Material tangent matricies
In the solution of nonlinear problems one typically uses a Newton or quasi-Newton method to iterate
the global FEA equations to equilibrium. In this process one needs to properly compute element
tangent matricies. These can be numerically checked using the MACRo command TANG,NUMErical,1, which
solves problems by numerically differentiating (finite differencing) your element residual. This is an excellent tool
for debugging element level errors in the tangent formulation especially when you are already confident of your
gauss-point material tangent. To help check the gauss-point tangent (6 by 6 material moduli), it is useful to have a
separate tool.
To check the gauss-point level material tangent one can also employ numerical differentiation.
A typical material model returns the Cauchy stress tensor and the spatial material moduli. The input
is the deformation gradient. In order to compute the needed tangent numerically, one needs to compute
two times the derivative of the second Piola-Kirchhoff stress tensor with respect to the right Cauchy-Green deformation
tensor. Since the input to the material module is usually the deformation gradient and the output the Cauchy
stress, one needs to go through a few steps to do this properly.
The main steps are:
- Given the deformation gradient F, compute its polar decomposition F = RU, right Cauchy-Green deformation
tensor C = F^T F = U^2, the Jacobian J = det(F), and the inverse F^{-1}.

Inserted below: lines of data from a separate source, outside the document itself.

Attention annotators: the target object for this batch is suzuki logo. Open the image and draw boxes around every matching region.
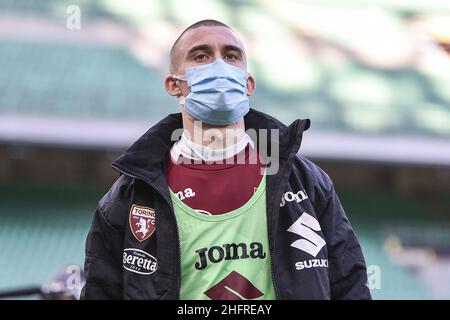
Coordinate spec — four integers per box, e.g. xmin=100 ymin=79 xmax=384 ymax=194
xmin=287 ymin=212 xmax=326 ymax=257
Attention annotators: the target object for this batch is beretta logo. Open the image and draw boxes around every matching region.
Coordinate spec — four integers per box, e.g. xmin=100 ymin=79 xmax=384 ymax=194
xmin=123 ymin=248 xmax=158 ymax=275
xmin=130 ymin=204 xmax=156 ymax=242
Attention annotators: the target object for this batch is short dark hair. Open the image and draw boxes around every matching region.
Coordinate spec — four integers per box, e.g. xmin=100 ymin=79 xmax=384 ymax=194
xmin=170 ymin=19 xmax=231 ymax=73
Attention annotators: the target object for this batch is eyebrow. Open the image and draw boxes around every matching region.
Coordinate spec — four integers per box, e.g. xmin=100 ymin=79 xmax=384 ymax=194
xmin=186 ymin=44 xmax=245 ymax=57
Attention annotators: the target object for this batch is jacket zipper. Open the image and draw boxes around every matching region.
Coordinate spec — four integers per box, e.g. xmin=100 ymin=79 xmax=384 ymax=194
xmin=269 ymin=190 xmax=280 ymax=300
xmin=269 ymin=122 xmax=300 ymax=300
xmin=112 ymin=165 xmax=181 ymax=300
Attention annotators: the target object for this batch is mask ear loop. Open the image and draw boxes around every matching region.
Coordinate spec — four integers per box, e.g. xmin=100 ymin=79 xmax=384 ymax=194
xmin=172 ymin=74 xmax=187 ymax=108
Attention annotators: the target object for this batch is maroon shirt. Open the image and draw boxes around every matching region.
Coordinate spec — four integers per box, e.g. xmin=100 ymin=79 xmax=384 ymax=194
xmin=167 ymin=146 xmax=264 ymax=214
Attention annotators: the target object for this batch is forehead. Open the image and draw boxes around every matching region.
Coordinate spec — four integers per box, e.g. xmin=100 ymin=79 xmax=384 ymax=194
xmin=178 ymin=26 xmax=244 ymax=54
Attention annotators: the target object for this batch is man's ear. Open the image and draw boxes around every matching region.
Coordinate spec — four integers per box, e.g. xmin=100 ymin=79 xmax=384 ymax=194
xmin=164 ymin=75 xmax=182 ymax=96
xmin=247 ymin=73 xmax=256 ymax=96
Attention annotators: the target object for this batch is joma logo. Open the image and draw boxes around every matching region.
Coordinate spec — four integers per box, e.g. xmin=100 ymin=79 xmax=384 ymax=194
xmin=195 ymin=242 xmax=266 ymax=270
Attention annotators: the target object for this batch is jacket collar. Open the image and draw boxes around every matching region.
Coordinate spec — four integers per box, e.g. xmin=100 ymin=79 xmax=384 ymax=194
xmin=112 ymin=109 xmax=310 ymax=195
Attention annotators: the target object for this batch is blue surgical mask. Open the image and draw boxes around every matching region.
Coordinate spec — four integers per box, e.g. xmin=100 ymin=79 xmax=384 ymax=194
xmin=175 ymin=59 xmax=250 ymax=125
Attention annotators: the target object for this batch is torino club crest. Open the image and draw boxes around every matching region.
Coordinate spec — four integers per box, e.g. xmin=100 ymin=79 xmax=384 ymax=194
xmin=130 ymin=204 xmax=156 ymax=242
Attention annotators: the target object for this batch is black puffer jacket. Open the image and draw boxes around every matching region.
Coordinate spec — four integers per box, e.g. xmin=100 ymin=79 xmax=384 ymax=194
xmin=82 ymin=109 xmax=371 ymax=299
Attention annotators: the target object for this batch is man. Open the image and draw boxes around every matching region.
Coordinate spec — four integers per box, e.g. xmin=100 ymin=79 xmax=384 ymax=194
xmin=82 ymin=20 xmax=371 ymax=299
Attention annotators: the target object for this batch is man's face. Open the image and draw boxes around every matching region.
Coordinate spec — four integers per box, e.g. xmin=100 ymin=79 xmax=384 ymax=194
xmin=165 ymin=26 xmax=255 ymax=96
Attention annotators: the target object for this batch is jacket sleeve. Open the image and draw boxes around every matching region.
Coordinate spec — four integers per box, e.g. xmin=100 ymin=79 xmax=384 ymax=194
xmin=312 ymin=169 xmax=371 ymax=299
xmin=81 ymin=205 xmax=123 ymax=300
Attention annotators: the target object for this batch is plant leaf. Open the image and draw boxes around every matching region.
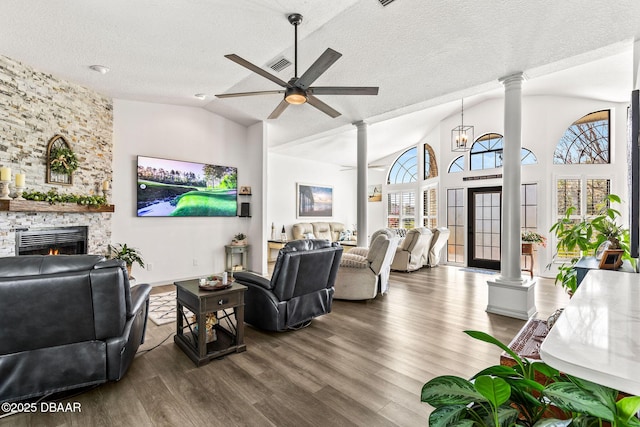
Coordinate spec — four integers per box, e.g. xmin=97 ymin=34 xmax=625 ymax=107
xmin=616 ymin=396 xmax=640 ymax=422
xmin=473 ymin=375 xmax=511 ymax=408
xmin=568 ymin=375 xmax=618 ymax=413
xmin=429 ymin=405 xmax=471 ymax=427
xmin=544 ymin=382 xmax=614 ymax=421
xmin=464 ymin=331 xmax=523 ymax=372
xmin=420 ymin=375 xmax=485 ymax=408
xmin=533 ymin=418 xmax=573 ymax=427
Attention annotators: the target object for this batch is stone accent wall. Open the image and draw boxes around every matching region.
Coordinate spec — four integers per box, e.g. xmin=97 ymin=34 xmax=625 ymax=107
xmin=0 ymin=56 xmax=113 ymax=256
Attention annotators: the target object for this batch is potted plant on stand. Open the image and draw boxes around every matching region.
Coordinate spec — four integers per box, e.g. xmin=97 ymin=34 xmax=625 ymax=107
xmin=231 ymin=233 xmax=247 ymax=246
xmin=547 ymin=194 xmax=634 ymax=295
xmin=108 ymin=243 xmax=144 ymax=280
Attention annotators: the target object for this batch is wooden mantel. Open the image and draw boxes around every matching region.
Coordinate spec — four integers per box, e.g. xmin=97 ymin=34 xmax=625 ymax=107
xmin=0 ymin=200 xmax=115 ymax=213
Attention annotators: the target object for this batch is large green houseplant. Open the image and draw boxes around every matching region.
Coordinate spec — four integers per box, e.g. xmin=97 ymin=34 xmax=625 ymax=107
xmin=109 ymin=243 xmax=144 ymax=279
xmin=421 ymin=331 xmax=640 ymax=427
xmin=547 ymin=194 xmax=633 ymax=294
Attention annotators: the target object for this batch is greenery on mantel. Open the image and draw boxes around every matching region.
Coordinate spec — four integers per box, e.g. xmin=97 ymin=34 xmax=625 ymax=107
xmin=49 ymin=147 xmax=79 ymax=175
xmin=22 ymin=189 xmax=108 ymax=206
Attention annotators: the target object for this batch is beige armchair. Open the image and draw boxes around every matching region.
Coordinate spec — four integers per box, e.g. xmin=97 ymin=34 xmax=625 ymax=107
xmin=333 ymin=234 xmax=398 ymax=300
xmin=391 ymin=227 xmax=433 ymax=271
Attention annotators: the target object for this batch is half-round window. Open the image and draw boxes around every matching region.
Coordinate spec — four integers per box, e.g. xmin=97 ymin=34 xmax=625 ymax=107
xmin=449 ymin=156 xmax=464 ymax=173
xmin=387 ymin=147 xmax=418 ymax=184
xmin=553 ymin=110 xmax=611 ymax=165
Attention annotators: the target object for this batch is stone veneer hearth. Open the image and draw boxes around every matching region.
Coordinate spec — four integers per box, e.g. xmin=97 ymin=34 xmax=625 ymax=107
xmin=0 ymin=56 xmax=113 ymax=256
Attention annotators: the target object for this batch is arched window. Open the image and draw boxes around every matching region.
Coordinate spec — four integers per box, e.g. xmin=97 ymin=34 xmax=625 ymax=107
xmin=470 ymin=133 xmax=538 ymax=170
xmin=553 ymin=110 xmax=610 ymax=165
xmin=424 ymin=144 xmax=438 ymax=179
xmin=387 ymin=147 xmax=418 ymax=184
xmin=449 ymin=156 xmax=464 ymax=173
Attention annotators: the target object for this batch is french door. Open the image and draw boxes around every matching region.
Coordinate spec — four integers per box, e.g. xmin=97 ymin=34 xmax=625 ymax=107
xmin=467 ymin=187 xmax=502 ymax=270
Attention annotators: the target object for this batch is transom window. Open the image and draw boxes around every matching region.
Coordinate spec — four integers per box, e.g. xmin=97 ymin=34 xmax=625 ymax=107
xmin=387 ymin=147 xmax=418 ymax=184
xmin=553 ymin=110 xmax=610 ymax=164
xmin=468 ymin=133 xmax=538 ymax=171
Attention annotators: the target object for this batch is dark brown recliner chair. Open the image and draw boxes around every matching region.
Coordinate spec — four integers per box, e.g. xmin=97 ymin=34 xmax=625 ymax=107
xmin=0 ymin=255 xmax=151 ymax=402
xmin=234 ymin=239 xmax=342 ymax=331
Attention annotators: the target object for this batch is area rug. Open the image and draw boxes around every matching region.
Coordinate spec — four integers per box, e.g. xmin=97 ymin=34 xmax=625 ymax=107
xmin=459 ymin=268 xmax=497 ymax=275
xmin=149 ymin=291 xmax=176 ymax=326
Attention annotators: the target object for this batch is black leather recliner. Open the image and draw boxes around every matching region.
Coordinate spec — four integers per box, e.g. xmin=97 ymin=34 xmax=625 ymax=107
xmin=234 ymin=240 xmax=342 ymax=331
xmin=0 ymin=255 xmax=151 ymax=402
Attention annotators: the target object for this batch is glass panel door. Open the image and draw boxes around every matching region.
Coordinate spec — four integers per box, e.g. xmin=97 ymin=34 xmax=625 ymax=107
xmin=467 ymin=187 xmax=502 ymax=270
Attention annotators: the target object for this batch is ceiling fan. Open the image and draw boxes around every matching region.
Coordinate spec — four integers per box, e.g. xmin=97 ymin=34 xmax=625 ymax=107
xmin=216 ymin=13 xmax=378 ymax=119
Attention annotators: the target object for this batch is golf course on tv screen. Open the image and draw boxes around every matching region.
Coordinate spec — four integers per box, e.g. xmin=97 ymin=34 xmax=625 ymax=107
xmin=137 ymin=156 xmax=238 ymax=216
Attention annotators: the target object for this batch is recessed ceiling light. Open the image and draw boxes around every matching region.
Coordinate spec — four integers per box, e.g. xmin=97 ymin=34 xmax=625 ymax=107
xmin=89 ymin=65 xmax=109 ymax=74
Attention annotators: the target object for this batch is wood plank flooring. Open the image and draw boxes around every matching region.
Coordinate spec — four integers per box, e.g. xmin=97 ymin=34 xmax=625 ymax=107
xmin=0 ymin=266 xmax=568 ymax=427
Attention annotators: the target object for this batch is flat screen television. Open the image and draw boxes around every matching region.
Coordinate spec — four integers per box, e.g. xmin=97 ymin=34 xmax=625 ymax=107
xmin=136 ymin=156 xmax=238 ymax=217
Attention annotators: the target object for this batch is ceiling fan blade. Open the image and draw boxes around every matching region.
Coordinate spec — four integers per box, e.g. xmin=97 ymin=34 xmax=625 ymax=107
xmin=216 ymin=90 xmax=284 ymax=98
xmin=295 ymin=48 xmax=342 ymax=90
xmin=308 ymin=95 xmax=340 ymax=119
xmin=224 ymin=53 xmax=287 ymax=87
xmin=309 ymin=86 xmax=378 ymax=95
xmin=267 ymin=99 xmax=289 ymax=119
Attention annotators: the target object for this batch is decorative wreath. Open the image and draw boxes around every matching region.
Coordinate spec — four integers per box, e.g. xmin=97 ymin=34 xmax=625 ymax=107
xmin=49 ymin=147 xmax=78 ymax=175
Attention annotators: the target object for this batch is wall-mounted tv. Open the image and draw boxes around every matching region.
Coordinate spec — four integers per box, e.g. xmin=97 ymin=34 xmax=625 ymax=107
xmin=136 ymin=156 xmax=238 ymax=216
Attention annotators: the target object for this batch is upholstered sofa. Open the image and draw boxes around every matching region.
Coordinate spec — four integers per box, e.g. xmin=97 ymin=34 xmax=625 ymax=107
xmin=334 ymin=233 xmax=398 ymax=300
xmin=291 ymin=222 xmax=356 ymax=242
xmin=0 ymin=255 xmax=151 ymax=402
xmin=234 ymin=239 xmax=342 ymax=331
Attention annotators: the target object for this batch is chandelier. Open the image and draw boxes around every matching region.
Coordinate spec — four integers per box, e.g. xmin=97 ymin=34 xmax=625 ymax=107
xmin=451 ymin=99 xmax=473 ymax=151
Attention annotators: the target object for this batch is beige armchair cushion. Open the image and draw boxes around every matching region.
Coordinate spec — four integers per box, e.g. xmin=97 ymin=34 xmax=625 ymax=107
xmin=334 ymin=234 xmax=398 ymax=300
xmin=391 ymin=227 xmax=433 ymax=271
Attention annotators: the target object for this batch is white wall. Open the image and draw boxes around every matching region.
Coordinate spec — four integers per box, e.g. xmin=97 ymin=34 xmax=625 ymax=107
xmin=111 ymin=100 xmax=264 ymax=284
xmin=265 ymin=153 xmax=357 ymax=239
xmin=439 ymin=95 xmax=628 ymax=277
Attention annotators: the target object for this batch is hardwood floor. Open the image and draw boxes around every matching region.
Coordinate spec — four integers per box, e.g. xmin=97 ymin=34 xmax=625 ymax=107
xmin=0 ymin=266 xmax=568 ymax=427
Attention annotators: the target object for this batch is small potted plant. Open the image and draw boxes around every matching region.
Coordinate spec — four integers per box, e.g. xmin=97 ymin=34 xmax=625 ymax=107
xmin=547 ymin=194 xmax=633 ymax=295
xmin=109 ymin=243 xmax=144 ymax=279
xmin=231 ymin=233 xmax=247 ymax=246
xmin=520 ymin=230 xmax=547 ymax=248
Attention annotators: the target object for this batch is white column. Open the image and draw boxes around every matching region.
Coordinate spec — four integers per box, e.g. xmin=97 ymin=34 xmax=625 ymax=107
xmin=487 ymin=73 xmax=537 ymax=319
xmin=353 ymin=120 xmax=369 ymax=246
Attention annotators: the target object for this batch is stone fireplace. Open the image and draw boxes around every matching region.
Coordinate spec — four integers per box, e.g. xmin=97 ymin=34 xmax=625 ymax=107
xmin=16 ymin=226 xmax=88 ymax=255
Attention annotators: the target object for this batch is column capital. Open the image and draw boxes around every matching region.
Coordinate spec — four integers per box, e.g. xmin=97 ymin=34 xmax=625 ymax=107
xmin=498 ymin=71 xmax=527 ymax=86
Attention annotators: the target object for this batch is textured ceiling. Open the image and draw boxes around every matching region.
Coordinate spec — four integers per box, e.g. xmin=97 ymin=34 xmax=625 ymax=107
xmin=0 ymin=0 xmax=640 ymax=165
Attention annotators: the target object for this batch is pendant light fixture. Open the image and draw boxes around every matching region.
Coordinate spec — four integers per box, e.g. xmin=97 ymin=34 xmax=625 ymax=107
xmin=451 ymin=99 xmax=473 ymax=151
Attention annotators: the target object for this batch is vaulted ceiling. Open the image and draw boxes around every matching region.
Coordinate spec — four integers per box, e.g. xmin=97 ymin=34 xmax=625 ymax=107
xmin=0 ymin=0 xmax=640 ymax=165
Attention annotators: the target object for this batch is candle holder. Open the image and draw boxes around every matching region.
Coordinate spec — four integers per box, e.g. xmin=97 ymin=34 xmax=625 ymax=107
xmin=0 ymin=180 xmax=11 ymax=200
xmin=14 ymin=186 xmax=26 ymax=200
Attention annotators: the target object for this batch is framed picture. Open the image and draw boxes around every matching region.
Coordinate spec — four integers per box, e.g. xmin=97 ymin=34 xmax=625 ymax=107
xmin=599 ymin=249 xmax=624 ymax=270
xmin=296 ymin=183 xmax=333 ymax=218
xmin=367 ymin=184 xmax=382 ymax=202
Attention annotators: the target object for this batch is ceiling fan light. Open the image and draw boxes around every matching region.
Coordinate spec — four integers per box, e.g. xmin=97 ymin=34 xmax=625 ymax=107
xmin=284 ymin=86 xmax=307 ymax=105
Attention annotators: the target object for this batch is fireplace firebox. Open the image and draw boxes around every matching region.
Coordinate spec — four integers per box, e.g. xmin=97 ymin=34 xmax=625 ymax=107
xmin=16 ymin=227 xmax=88 ymax=255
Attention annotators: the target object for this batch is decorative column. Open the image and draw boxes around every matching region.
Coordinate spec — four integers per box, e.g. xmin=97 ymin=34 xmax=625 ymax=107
xmin=487 ymin=73 xmax=537 ymax=319
xmin=353 ymin=120 xmax=369 ymax=247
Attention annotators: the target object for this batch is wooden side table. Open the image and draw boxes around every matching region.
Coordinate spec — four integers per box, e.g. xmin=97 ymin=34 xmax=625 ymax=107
xmin=173 ymin=280 xmax=247 ymax=366
xmin=224 ymin=245 xmax=249 ymax=273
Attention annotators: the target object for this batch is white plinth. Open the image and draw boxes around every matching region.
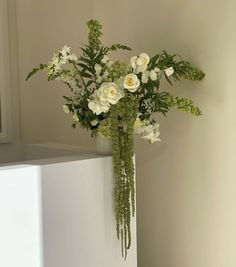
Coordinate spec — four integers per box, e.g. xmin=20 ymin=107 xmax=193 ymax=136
xmin=0 ymin=156 xmax=137 ymax=267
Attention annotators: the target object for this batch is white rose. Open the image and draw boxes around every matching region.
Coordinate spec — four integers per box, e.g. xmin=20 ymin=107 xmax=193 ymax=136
xmin=72 ymin=114 xmax=79 ymax=123
xmin=164 ymin=67 xmax=174 ymax=77
xmin=91 ymin=119 xmax=98 ymax=126
xmin=62 ymin=105 xmax=70 ymax=114
xmin=142 ymin=71 xmax=149 ymax=83
xmin=150 ymin=70 xmax=157 ymax=81
xmin=97 ymin=82 xmax=124 ymax=105
xmin=130 ymin=53 xmax=150 ymax=74
xmin=123 ymin=73 xmax=140 ymax=93
xmin=94 ymin=64 xmax=102 ymax=75
xmin=88 ymin=98 xmax=110 ymax=115
xmin=101 ymin=55 xmax=109 ymax=64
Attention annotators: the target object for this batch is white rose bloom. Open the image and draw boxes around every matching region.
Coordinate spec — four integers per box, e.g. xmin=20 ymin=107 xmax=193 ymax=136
xmin=62 ymin=105 xmax=70 ymax=114
xmin=88 ymin=98 xmax=110 ymax=115
xmin=101 ymin=55 xmax=109 ymax=64
xmin=91 ymin=119 xmax=98 ymax=126
xmin=123 ymin=73 xmax=140 ymax=93
xmin=60 ymin=45 xmax=70 ymax=57
xmin=150 ymin=70 xmax=157 ymax=81
xmin=67 ymin=54 xmax=78 ymax=61
xmin=164 ymin=67 xmax=174 ymax=77
xmin=141 ymin=124 xmax=161 ymax=143
xmin=94 ymin=64 xmax=102 ymax=75
xmin=130 ymin=53 xmax=150 ymax=74
xmin=72 ymin=114 xmax=79 ymax=122
xmin=142 ymin=71 xmax=149 ymax=83
xmin=97 ymin=82 xmax=124 ymax=105
xmin=154 ymin=67 xmax=161 ymax=73
xmin=134 ymin=118 xmax=144 ymax=133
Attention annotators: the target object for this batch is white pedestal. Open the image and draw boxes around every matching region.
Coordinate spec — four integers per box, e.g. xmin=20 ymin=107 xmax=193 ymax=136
xmin=0 ymin=156 xmax=137 ymax=267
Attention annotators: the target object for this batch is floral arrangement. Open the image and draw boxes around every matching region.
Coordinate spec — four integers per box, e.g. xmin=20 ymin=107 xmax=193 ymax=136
xmin=26 ymin=20 xmax=204 ymax=258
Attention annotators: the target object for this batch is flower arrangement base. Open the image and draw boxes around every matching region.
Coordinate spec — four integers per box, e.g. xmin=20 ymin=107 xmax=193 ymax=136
xmin=95 ymin=134 xmax=112 ymax=155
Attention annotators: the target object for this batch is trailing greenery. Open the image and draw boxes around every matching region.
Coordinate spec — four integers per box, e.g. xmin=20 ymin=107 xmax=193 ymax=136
xmin=26 ymin=20 xmax=205 ymax=258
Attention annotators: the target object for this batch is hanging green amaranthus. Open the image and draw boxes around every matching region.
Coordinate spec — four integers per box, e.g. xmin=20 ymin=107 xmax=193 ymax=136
xmin=26 ymin=20 xmax=205 ymax=258
xmin=110 ymin=97 xmax=138 ymax=258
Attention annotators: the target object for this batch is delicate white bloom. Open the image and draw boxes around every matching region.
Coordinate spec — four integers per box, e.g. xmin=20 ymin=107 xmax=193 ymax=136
xmin=101 ymin=55 xmax=109 ymax=64
xmin=94 ymin=64 xmax=102 ymax=75
xmin=135 ymin=120 xmax=161 ymax=143
xmin=130 ymin=53 xmax=150 ymax=74
xmin=60 ymin=45 xmax=70 ymax=57
xmin=106 ymin=60 xmax=114 ymax=68
xmin=91 ymin=119 xmax=98 ymax=126
xmin=142 ymin=71 xmax=149 ymax=83
xmin=134 ymin=118 xmax=144 ymax=133
xmin=154 ymin=67 xmax=161 ymax=73
xmin=88 ymin=98 xmax=110 ymax=115
xmin=62 ymin=105 xmax=70 ymax=114
xmin=150 ymin=70 xmax=157 ymax=81
xmin=164 ymin=67 xmax=174 ymax=77
xmin=97 ymin=82 xmax=124 ymax=105
xmin=72 ymin=114 xmax=79 ymax=123
xmin=67 ymin=54 xmax=78 ymax=61
xmin=102 ymin=70 xmax=109 ymax=80
xmin=96 ymin=76 xmax=103 ymax=83
xmin=123 ymin=73 xmax=140 ymax=93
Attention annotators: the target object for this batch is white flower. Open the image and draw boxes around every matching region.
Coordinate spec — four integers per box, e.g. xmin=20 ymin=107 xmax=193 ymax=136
xmin=67 ymin=54 xmax=78 ymax=61
xmin=141 ymin=124 xmax=161 ymax=143
xmin=97 ymin=82 xmax=124 ymax=105
xmin=142 ymin=71 xmax=149 ymax=83
xmin=62 ymin=105 xmax=70 ymax=114
xmin=130 ymin=53 xmax=150 ymax=74
xmin=72 ymin=114 xmax=79 ymax=123
xmin=134 ymin=122 xmax=161 ymax=143
xmin=164 ymin=67 xmax=174 ymax=77
xmin=96 ymin=76 xmax=103 ymax=83
xmin=91 ymin=119 xmax=98 ymax=126
xmin=88 ymin=98 xmax=110 ymax=115
xmin=150 ymin=70 xmax=157 ymax=81
xmin=60 ymin=45 xmax=70 ymax=57
xmin=123 ymin=73 xmax=140 ymax=93
xmin=94 ymin=64 xmax=102 ymax=75
xmin=101 ymin=55 xmax=109 ymax=64
xmin=154 ymin=67 xmax=161 ymax=73
xmin=134 ymin=118 xmax=144 ymax=133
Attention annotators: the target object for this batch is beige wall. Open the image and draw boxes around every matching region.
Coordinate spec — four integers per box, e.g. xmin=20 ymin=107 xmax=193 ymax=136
xmin=17 ymin=0 xmax=95 ymax=149
xmin=95 ymin=0 xmax=236 ymax=267
xmin=12 ymin=0 xmax=236 ymax=267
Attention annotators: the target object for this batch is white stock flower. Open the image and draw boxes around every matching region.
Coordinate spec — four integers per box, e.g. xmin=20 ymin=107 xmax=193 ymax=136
xmin=150 ymin=70 xmax=157 ymax=81
xmin=130 ymin=53 xmax=150 ymax=74
xmin=164 ymin=67 xmax=174 ymax=77
xmin=88 ymin=97 xmax=110 ymax=115
xmin=123 ymin=73 xmax=140 ymax=93
xmin=97 ymin=82 xmax=124 ymax=105
xmin=62 ymin=105 xmax=70 ymax=114
xmin=142 ymin=71 xmax=149 ymax=83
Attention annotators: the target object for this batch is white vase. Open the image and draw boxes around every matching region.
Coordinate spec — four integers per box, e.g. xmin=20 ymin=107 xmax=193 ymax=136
xmin=95 ymin=134 xmax=112 ymax=155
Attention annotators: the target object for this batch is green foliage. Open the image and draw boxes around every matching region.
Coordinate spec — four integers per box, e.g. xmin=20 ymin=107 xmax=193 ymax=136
xmin=26 ymin=20 xmax=205 ymax=258
xmin=87 ymin=20 xmax=102 ymax=50
xmin=166 ymin=94 xmax=202 ymax=116
xmin=110 ymin=97 xmax=137 ymax=258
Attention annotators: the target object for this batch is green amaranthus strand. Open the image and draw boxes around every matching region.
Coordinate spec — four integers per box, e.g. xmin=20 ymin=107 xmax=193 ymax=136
xmin=110 ymin=97 xmax=137 ymax=258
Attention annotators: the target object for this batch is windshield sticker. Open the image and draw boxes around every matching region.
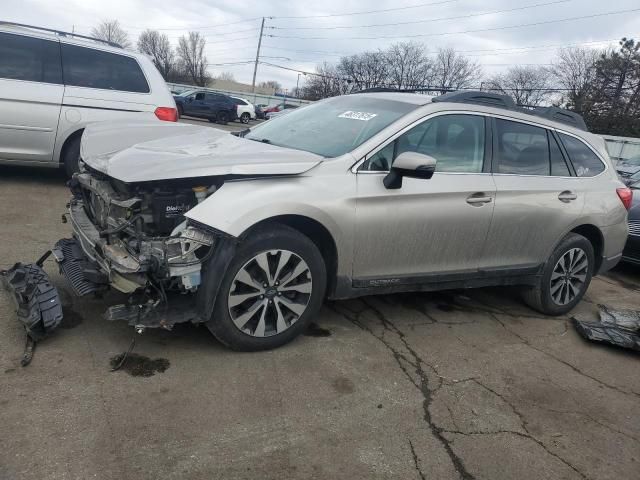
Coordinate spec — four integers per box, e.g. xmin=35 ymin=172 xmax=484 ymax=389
xmin=338 ymin=110 xmax=378 ymax=122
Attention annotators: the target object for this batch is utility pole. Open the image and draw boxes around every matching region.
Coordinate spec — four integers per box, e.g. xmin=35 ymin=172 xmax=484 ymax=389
xmin=251 ymin=17 xmax=264 ymax=96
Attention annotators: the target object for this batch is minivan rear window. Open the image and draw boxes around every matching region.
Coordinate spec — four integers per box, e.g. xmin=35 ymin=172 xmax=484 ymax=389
xmin=0 ymin=33 xmax=62 ymax=84
xmin=62 ymin=43 xmax=150 ymax=93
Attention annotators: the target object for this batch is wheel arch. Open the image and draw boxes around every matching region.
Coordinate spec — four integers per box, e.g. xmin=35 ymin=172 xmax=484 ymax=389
xmin=569 ymin=223 xmax=604 ymax=275
xmin=240 ymin=214 xmax=338 ymax=296
xmin=58 ymin=127 xmax=84 ymax=166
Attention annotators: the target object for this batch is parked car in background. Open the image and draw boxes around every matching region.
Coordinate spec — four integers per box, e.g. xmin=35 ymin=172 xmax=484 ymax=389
xmin=231 ymin=97 xmax=256 ymax=123
xmin=254 ymin=104 xmax=267 ymax=120
xmin=265 ymin=103 xmax=300 ymax=120
xmin=0 ymin=22 xmax=178 ymax=175
xmin=622 ymin=176 xmax=640 ymax=265
xmin=173 ymin=89 xmax=238 ymax=124
xmin=8 ymin=92 xmax=632 ymax=350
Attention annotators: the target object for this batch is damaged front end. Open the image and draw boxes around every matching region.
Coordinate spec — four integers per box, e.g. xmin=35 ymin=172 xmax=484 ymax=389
xmin=2 ymin=167 xmax=228 ymax=341
xmin=62 ymin=172 xmax=219 ymax=328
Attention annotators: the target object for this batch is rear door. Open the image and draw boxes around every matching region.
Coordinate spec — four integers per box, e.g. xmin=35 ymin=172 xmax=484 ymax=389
xmin=61 ymin=42 xmax=157 ymax=114
xmin=0 ymin=32 xmax=64 ymax=162
xmin=481 ymin=118 xmax=585 ymax=274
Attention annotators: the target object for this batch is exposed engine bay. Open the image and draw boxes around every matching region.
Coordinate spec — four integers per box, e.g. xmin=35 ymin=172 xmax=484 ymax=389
xmin=65 ymin=172 xmax=219 ymax=293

- Also call the material model to get the Cauchy stress and what it thinks the spatial moduli are.
- Pull the Cauchy-stress back to compute the 2nd Piola-Kirchhoff stress S (unperturbed).
- For each unique entry of C, perturb it and call the material model to get the Cauchy stress. For the off diagonal entries the
perturbations must be symmetric!
- Pull the Cauchy-stress back to compute the 2nd Piola-Kirchhoff stress S (perturbed).
- Difference the perturbed S with the unperturbed S, multiply by 2, and divided by the perturbation magnitude to get the
corresponding column of the reference material moduli.
- Once all 6 column are completed, this can be pushed forward to obtain the numerically computed spatial material moduli, which can
be compared to the ones originally computed by the material model. Obviously, one can also compare the pulled back moduli.
A MATLAB routine for doing so is attached along with an example material model file also in MATLAB. If you wish to run this program on
your material model written in FORTRAN or C for FEAP, then you will need to write a MEX cover function or convert this to a user MACRo
command which can be called from the command prompt in FEAP.